Il ragionamento era fondato, anche se sconfortante. Un esplosivo in grado di distruggere ogni cosa nel raggio di venti miglia era possibile in teoria, ma gli umani non l’avevano ancora. Era senz’altro più sicuro per la Llanvabon farsi indietro.
Ma Tommy Dort si sentì molto solo. Saettava attraverso il vuoto verso il minuscolo punto nero sospeso in quell’incredibile splendore. La Llanvabon svanì. Già a una distanza relativamente breve il suo scafo lucido si confuse con quella nebbia luminosa. Neppure la nave aliena era visibile a occhio nudo. Tommy nuotava nel niente, a quattromila anni-luce da casa, diretto al punto nero, l’unico oggetto distinguibile in tutto lo spazio.

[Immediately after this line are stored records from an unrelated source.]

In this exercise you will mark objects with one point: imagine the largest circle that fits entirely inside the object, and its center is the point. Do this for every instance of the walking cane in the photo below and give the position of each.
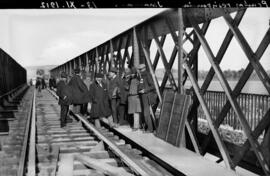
(153, 116)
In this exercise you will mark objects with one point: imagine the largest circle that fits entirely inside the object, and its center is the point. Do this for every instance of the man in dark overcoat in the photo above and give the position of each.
(114, 93)
(64, 93)
(123, 102)
(100, 100)
(80, 92)
(147, 95)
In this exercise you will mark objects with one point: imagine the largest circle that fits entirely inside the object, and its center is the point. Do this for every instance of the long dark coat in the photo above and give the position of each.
(114, 83)
(79, 90)
(63, 90)
(100, 100)
(124, 88)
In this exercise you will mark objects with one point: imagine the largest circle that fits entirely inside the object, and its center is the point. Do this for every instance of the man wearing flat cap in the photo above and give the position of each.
(80, 91)
(64, 93)
(148, 96)
(100, 101)
(114, 93)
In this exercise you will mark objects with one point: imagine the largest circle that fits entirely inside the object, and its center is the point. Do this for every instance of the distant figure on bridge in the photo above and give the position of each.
(38, 84)
(64, 93)
(80, 93)
(43, 84)
(123, 103)
(99, 99)
(134, 103)
(148, 96)
(52, 83)
(114, 94)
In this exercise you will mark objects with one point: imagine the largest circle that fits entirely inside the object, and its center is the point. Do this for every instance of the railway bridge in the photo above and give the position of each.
(179, 113)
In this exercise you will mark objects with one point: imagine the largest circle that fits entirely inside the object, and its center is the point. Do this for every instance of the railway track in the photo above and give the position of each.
(79, 149)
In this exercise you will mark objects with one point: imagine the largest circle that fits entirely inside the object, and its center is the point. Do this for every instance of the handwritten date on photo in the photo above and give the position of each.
(66, 4)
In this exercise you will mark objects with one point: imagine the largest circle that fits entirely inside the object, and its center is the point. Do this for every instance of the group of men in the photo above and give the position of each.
(108, 97)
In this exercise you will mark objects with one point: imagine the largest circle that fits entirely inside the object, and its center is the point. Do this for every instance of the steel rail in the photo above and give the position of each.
(11, 91)
(32, 143)
(22, 160)
(134, 166)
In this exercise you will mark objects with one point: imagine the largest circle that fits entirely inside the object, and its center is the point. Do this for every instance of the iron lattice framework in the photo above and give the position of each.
(133, 47)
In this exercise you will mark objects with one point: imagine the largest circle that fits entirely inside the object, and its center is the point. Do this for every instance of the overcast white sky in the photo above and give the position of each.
(51, 37)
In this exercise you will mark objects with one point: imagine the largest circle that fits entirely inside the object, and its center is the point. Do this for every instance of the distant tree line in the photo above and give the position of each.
(229, 74)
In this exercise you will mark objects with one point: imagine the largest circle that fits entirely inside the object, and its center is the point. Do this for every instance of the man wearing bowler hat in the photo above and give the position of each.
(65, 95)
(114, 93)
(80, 92)
(148, 96)
(100, 101)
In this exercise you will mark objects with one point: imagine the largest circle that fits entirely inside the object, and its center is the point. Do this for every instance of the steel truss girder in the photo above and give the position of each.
(167, 23)
(253, 142)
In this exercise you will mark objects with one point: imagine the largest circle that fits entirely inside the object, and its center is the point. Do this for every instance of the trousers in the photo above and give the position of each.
(63, 114)
(146, 113)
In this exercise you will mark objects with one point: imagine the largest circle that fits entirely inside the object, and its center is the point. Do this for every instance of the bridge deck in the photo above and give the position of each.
(181, 159)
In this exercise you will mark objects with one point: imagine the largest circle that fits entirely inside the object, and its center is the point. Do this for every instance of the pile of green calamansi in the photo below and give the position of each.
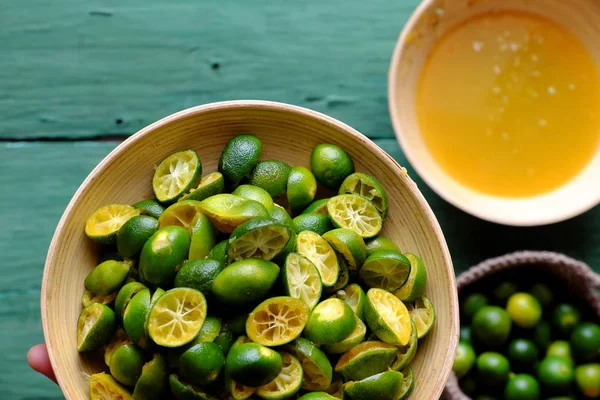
(526, 340)
(213, 291)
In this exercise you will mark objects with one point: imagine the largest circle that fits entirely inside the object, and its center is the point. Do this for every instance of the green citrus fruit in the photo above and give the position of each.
(153, 383)
(317, 207)
(277, 321)
(384, 386)
(356, 213)
(287, 383)
(330, 322)
(176, 175)
(245, 281)
(301, 188)
(202, 363)
(464, 359)
(255, 193)
(238, 158)
(271, 175)
(209, 185)
(491, 325)
(587, 378)
(124, 297)
(95, 327)
(162, 254)
(388, 317)
(585, 341)
(522, 387)
(314, 222)
(126, 364)
(555, 374)
(150, 207)
(366, 359)
(258, 238)
(103, 386)
(331, 165)
(524, 310)
(380, 243)
(199, 275)
(177, 317)
(228, 211)
(416, 282)
(318, 372)
(367, 187)
(252, 364)
(134, 233)
(386, 269)
(103, 225)
(301, 279)
(312, 246)
(349, 244)
(492, 368)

Quando vi fu vicino, l’oggetto gli apparve come una sfera lievemente schiacciata, con un diametro di poco inferiore ai due metri. Quando Tommy vi atterrò sopra coi piedi, rimbalzò via. Dalla superficie della sfera sporgevano in tutte le direzioni piccole protuberanze simili a corna o viticci. L’aspetto non differiva molto da una mina subacquea innescata, ma c’era il baglione d’un cristallo su ogni punta.
«Sono arrivato», annunciò Tommy nel microfono del casco.
Afferrò uno di quei corni e si tirò verso l’oggetto. Era tutto di metallo nero opaco. Attraverso lo spessore dei guanti non poteva avvertire, ovviamente, se la superficie fosse liscia o granulosa, ma continuò a farvi scorrere sopra la mano cercando di scoprire lo scopo del manufatto.